The transcriptional control of ERG expression in AML is poorly understood. To survey the chromatin accessibility profiles across the ERG locus in primary AML cells, we performed ChIP-chip using H3K9/K14Ac ChIP material from a panel of 26 AML samples hybridized to high-density Agilent custom arrays with oligomers tiled across the ERG locus to its flanking genes (Figure 2A; see supplemental Table 1 for patient characteristics and supplemental Figure 1 for individual H3K9/K14Ac ChIP-chip profiles). The human ERG gene has 2 recognized promoters separated by ∼165 kb.⁵  Unlike in T-ALL cells, H3K9/K14Ac enrichments at the promoters and +85 stem cell enhancer were not uniform in AML cells and broadly fell into the following 4 visually recognizable patterns: pattern 1, enrichment at both PP and DP and the +85 enhancer; pattern 2, enrichment only at PP and the +85 enhancer; pattern 3, enrichment only at PP; and pattern 4, little or no enrichment at any of these regulatory elements.

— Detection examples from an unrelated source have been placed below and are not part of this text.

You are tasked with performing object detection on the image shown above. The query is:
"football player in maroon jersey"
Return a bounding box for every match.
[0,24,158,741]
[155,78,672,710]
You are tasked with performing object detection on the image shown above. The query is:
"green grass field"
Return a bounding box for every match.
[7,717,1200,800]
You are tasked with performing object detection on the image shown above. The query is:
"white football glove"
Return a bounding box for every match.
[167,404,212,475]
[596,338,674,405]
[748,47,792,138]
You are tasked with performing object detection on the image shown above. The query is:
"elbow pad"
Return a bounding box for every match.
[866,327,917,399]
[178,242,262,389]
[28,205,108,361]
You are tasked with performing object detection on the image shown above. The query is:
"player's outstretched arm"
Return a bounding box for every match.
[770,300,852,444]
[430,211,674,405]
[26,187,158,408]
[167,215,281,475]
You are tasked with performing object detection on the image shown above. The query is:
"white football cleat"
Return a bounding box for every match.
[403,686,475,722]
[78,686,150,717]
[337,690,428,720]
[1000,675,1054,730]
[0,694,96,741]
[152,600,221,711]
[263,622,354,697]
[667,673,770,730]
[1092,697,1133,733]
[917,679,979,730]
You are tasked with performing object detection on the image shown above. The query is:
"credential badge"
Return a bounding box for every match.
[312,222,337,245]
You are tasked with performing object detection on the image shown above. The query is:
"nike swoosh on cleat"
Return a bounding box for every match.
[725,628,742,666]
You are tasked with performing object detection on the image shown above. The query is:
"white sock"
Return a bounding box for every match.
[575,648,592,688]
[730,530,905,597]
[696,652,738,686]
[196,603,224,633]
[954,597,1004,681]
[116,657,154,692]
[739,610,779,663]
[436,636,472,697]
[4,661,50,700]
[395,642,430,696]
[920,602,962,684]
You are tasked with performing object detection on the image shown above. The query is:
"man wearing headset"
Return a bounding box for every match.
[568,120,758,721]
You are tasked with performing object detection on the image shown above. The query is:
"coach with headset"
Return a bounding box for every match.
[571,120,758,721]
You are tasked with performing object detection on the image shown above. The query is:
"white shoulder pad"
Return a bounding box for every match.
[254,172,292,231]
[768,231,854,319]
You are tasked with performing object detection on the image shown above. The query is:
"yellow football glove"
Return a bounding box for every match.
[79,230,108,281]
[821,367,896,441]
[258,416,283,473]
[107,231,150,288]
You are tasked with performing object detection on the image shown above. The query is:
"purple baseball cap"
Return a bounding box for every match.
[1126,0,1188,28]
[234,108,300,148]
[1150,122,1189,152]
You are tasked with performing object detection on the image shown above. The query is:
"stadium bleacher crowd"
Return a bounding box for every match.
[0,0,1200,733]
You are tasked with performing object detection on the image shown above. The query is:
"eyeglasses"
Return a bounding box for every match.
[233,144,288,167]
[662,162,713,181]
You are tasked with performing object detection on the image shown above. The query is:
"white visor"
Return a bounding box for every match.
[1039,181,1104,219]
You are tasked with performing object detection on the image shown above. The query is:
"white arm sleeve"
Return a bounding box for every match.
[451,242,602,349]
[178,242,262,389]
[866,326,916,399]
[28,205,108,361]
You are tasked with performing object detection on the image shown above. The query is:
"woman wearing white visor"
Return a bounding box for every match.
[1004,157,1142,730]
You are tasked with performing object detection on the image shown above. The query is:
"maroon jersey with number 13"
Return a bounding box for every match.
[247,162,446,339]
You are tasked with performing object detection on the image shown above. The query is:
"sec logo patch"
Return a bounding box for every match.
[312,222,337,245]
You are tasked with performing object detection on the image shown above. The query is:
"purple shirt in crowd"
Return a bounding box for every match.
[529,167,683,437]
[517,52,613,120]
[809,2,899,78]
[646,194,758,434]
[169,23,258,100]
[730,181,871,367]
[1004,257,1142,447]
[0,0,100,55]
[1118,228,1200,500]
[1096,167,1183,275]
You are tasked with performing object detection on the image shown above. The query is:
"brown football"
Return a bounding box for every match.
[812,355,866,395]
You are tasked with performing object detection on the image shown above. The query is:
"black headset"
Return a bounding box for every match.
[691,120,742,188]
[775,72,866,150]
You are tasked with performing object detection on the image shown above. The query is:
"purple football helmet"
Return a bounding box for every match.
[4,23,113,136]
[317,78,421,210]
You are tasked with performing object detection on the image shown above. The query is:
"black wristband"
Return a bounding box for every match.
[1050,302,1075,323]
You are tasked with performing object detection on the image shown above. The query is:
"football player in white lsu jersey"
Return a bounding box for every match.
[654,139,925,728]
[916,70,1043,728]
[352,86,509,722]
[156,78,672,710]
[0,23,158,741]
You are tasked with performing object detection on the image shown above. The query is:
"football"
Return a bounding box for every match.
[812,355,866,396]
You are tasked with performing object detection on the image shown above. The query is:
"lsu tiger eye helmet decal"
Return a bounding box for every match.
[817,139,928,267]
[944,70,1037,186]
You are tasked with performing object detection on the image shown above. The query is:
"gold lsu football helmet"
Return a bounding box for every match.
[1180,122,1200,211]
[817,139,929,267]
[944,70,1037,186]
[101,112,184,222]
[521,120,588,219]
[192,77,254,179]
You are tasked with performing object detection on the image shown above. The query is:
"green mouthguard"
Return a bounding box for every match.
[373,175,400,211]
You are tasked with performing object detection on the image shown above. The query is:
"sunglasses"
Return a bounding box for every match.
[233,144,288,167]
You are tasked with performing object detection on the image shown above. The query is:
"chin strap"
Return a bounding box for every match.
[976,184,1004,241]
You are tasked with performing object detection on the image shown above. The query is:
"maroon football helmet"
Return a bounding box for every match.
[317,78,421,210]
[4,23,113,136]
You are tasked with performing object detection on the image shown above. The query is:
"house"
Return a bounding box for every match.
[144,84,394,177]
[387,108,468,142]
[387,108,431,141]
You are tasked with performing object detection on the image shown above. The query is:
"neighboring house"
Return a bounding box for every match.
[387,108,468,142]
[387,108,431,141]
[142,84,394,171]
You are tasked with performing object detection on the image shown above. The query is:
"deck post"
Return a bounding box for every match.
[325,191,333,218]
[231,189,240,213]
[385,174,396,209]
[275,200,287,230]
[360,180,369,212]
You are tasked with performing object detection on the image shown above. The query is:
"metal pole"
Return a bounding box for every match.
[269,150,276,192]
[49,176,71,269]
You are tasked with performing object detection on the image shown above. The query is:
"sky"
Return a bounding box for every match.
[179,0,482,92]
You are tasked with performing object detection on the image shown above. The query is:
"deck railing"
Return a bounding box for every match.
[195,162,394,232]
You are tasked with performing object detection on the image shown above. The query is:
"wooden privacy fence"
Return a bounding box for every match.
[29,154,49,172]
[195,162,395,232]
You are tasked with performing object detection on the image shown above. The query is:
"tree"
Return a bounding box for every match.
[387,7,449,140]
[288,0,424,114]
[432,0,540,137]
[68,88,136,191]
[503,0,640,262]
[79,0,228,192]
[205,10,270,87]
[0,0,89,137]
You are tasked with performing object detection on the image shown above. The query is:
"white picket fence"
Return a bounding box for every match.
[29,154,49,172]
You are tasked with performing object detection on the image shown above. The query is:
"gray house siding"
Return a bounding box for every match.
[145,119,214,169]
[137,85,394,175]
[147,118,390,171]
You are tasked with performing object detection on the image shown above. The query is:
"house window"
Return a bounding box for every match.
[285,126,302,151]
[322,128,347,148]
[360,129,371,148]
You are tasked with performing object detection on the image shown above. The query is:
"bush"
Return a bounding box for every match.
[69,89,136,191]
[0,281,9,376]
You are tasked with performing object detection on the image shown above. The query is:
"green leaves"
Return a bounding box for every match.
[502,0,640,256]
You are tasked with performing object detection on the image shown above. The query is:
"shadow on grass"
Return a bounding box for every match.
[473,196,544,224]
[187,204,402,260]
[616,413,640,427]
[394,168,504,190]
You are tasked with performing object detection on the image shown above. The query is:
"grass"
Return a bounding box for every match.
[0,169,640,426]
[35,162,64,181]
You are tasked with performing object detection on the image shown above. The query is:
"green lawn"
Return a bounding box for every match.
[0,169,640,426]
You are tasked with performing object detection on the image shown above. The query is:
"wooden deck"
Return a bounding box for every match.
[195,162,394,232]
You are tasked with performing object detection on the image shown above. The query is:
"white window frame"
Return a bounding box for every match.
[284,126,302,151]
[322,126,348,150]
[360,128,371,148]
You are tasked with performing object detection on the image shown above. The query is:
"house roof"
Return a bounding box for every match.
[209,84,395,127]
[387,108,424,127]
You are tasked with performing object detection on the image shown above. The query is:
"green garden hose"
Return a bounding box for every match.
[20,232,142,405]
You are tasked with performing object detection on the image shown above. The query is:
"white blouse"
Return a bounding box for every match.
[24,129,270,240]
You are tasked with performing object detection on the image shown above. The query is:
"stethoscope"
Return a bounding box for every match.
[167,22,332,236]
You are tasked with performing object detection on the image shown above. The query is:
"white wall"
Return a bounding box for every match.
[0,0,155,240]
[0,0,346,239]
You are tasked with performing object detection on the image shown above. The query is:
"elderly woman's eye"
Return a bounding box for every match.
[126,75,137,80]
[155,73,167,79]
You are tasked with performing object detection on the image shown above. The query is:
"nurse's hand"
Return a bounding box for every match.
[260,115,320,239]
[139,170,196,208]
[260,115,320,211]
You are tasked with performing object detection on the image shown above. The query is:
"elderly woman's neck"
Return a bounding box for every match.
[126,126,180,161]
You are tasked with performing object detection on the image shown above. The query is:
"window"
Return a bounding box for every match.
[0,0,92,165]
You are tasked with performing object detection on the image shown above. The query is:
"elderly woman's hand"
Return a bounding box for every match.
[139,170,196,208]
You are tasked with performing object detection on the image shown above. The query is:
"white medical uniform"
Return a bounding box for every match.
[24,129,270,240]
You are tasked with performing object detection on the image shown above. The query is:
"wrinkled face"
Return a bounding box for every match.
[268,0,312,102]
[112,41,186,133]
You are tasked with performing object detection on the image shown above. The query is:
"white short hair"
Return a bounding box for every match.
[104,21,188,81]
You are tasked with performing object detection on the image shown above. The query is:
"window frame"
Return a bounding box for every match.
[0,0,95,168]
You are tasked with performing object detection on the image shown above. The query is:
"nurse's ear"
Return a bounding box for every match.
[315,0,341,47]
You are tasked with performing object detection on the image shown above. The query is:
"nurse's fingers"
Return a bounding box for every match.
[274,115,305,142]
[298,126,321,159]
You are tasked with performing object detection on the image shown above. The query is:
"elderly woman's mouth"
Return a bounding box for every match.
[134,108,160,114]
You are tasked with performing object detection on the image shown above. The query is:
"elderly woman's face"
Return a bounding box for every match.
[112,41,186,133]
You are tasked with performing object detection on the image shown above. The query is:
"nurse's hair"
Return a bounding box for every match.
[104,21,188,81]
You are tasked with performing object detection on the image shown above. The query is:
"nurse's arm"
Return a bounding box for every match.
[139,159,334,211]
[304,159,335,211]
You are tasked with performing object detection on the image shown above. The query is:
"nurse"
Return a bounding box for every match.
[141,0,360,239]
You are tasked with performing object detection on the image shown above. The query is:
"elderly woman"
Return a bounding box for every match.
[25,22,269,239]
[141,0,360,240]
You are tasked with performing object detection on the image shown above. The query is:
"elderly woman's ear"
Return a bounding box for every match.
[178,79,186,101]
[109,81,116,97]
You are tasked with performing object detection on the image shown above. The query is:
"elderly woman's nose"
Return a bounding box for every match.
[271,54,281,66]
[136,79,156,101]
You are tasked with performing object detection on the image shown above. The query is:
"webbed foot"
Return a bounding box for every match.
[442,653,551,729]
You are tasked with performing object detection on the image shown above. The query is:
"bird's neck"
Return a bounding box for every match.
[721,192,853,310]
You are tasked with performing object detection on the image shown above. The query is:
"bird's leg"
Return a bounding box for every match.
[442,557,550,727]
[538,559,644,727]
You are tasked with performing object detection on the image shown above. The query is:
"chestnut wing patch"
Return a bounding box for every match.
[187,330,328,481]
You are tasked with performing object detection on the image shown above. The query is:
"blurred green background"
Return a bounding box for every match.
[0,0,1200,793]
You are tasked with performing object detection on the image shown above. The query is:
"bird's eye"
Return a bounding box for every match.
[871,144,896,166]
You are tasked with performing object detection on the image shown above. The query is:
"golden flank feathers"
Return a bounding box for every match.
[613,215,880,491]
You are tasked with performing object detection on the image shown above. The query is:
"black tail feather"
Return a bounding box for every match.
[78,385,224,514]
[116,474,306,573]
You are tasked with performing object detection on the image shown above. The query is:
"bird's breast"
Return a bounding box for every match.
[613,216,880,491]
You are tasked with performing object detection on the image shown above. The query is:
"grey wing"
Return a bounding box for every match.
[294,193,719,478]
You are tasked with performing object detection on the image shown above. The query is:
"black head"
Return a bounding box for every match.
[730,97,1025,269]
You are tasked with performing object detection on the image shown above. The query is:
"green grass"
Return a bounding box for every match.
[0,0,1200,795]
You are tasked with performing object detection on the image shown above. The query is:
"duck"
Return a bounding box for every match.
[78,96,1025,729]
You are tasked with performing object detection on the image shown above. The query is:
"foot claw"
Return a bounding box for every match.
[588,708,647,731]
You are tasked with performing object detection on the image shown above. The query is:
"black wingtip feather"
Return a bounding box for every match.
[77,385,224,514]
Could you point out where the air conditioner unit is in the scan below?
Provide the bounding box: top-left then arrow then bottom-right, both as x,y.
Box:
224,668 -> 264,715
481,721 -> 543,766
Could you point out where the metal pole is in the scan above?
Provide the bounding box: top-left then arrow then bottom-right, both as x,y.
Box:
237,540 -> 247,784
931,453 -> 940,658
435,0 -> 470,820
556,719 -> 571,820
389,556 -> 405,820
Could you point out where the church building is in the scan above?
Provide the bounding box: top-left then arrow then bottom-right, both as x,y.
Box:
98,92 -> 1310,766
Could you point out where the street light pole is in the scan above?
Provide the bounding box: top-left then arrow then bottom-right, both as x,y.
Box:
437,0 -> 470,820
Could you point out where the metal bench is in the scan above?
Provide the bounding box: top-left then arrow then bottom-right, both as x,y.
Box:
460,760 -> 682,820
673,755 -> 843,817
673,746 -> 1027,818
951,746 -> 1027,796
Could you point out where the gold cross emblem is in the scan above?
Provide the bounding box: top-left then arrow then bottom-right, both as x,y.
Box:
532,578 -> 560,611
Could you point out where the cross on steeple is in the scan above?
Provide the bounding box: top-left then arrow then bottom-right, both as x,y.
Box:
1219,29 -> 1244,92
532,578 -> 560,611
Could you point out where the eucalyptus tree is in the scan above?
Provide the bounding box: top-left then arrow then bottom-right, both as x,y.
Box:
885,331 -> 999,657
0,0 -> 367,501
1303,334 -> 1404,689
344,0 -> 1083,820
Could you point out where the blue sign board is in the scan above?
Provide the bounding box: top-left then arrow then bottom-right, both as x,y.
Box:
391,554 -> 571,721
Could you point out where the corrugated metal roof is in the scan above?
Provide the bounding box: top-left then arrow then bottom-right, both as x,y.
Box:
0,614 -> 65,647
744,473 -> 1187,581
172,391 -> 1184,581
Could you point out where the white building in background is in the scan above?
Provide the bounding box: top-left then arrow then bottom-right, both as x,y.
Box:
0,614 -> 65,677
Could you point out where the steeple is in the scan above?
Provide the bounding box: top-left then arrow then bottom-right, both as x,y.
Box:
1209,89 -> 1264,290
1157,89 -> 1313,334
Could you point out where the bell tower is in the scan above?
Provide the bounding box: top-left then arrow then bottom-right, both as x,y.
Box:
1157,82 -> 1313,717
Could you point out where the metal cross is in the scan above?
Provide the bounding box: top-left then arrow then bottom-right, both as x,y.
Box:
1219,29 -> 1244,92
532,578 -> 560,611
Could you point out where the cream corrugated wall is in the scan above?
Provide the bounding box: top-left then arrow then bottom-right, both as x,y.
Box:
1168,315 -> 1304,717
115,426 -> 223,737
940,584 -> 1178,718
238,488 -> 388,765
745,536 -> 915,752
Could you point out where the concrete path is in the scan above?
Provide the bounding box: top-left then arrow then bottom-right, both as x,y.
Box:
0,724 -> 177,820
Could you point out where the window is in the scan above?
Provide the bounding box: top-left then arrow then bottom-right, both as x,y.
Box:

To evaluate whether H3K9/K14Ac enrichment at these elements is associated with ERG expression in AML, we applied 2 unsupervised clustering algorithms to group patients using normalized relative enrichment at DP, PP, and +85 elements. Hierarchical clustering of the 26 samples yielded 4 groups (Figure 2B). When these samples were divided into 4 groups by k-means clustering, the identities of individual samples that clustered into red, yellow, blue, and green groups were the same across both methods. Total ERG levels were measured by qRT-PCR and normalized to 14-3-3 protein ζ/δ in each AML sample (Figure 2C). Samples with relative H3K9/K14Ac enrichment at the ERG promoters and +85 enhancer had higher ERG levels than samples with no enhancer activity. ERG has multiple isoforms that broadly originate from either the PP or DP (Figure 2D). To assess whether active histone marks at the promoter correlated with types of transcripts originating from either the PP or DP, we quantified abundance of each using a plasmid standard control containing a single copy of both DP and PP amplicons. The distribution of transcripts originating from either the DP or PP in each AML corresponded well with the degree of H3K9/K14Ac enrichment at each promoter (Figure 2E). Taken together, these data underscore the association between access at ERG regulatory elements and the type and abundance of transcripts in AML.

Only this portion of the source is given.